In addition to the propagation and enforcement of moral norms benefiting low-promiscuity, high-fertility strategists, religious groups in the U.S. also typically have as part of their core mission the provision of everyday support for members. These programs can range from informal efforts (such as when women team up to provide meals for the family of a sick mother), to Mother’s Day Out programs providing babysitting once a week so that mothers can run errands, to daily daycare operations, private schools, or home-schooling assistance, to charitable collections to help members through hard times, including those who have lost work, experienced uninsured property loss, or suffered the death of a spouse.
The Reproductive Religiosity Model relies on the fact that individuals adjust their level of religious participation over the course of their lives, in sync with ongoing life-history plans and outcomes that affect the relevant cost-benefit calculus. Young adults, for example, may often abandon religious participation in the years before they settle down and start families, in particular when they are drawn to partying, hooking up, and other sorts of promiscuous experimentation before attempting long-term, child-rearing relationships. Elderly people, in contrast, usually have much less to lose by submitting to prohibitions against promiscuous conduct, and can find increased benefits in religious groups’ community-involvement and social-insurance functions, even when their children have grown and left their households.

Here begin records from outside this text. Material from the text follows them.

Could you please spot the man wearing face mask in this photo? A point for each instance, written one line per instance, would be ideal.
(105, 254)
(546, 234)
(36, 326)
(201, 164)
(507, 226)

Our approach finds common ground with suggestions by Kirkpatrick (1999, 2005) and Buss (2002). Both raise the possibility that people may be attracted to or repelled from religious affiliations by the fit between long-term reproductive strategies and traditional family morals, by the social and coalitional support provided by religious groups, and other motives that have been explored in evolutionary analyses. Indeed, Kirkpatrick (2005) makes a specific prediction that we test below—that gender differences in religiosity might derive from gender differences in preferred mating strategies.
1.2. Predictions
In this paper we explore the relationships posited by the Reproductive Religiosity Model. A primary prediction is that correlations with religious attendance involving sexual and family variables will typically be larger in size than correlations involving other variables. Further, we hypothesize that controlling for sexual and family variables will typically reduce substantially the relationships between religious attendance and other variables but that controlling for other correlates typically will not reduce substantially the relationships between religious attendance and sexual and family variables. This pattern would support our theory that sexual and family variables play a central role in the relationship between religious attendance and its other correlates.
We test these predictions in three ways. First, we investigate correlations involving age, gender, and cohort with religious attendance in a representative U.S. sample. Most discussions of these relationships assume a straightforward causal flow from age/gender/cohort to religious participation and then to sexual and family behaviors (for exceptions, see McCullough, Enders, Brion, & Jain, 2005; Stolzenberg, Blair-Loy, & Waite, 1995). If the standard view held, one would not expect that controlling for sexual and family lifestyle variables would substantially reduce the relationship between age/gender/cohort and religious attendance.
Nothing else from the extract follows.